Chemotherapy treatment for cancer is a nasty process. Doctors must try to give patients just enough of the toxic drugs to kill off cancer cells without doing too much harm to the rest of the body's healthy tissues, a balancing act that, even if successful, can nevertheless cause horrible side effects.

But what if you could program the harsh medicine to go only to the cancerous cells, sparing the rest of the body? Researchers have been aiming for this goal for more than 100 years and have achieved some success in targeted treatment by using monoclonal antibodies in immunotherapy. Getting chemotherapy to cancer cells, however, has proved difficult. A new nanotechnology might just finally bring it into reach.

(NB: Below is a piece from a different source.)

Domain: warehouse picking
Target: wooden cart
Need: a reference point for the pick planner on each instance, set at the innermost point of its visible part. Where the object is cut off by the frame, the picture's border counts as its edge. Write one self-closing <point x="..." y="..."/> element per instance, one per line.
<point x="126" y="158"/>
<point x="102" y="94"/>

Scientists have spent the past few decades tinkering with nanopaticles, and recently they have been able to cover them with cancer-seeking proteins and load them with a tumor-busting drug. But these tiny particles, hundreds of which could fit across the width of a human hair, have so far failed to perform in humans.

A new tumor-targeting, nanoparticle-based compound called BIND-014 is now in clinical trials in people, after showing promise in both mice and monkeys. Although this first trial is small, with only 17 patients, and still ongoing, researchers are reporting some positive results, and no obvious major safety setbacks, according to a paper published online April 4 in Science Translational Medicine.

The researchers could move quickly from animals to human studies because they relied on components that have already been used in humans. Specifically, they loaded the nanoparticles with the chemo drug docetaxel, which used to treat solid tumors in many parts of the body, including breast, head, lung, neck, prostate and stomach. They then outfitted the particles with a well-known tumor-specific antigen that targets newly forming blood vessels that develop to feed tumors and that's also present in prostate cancer cells.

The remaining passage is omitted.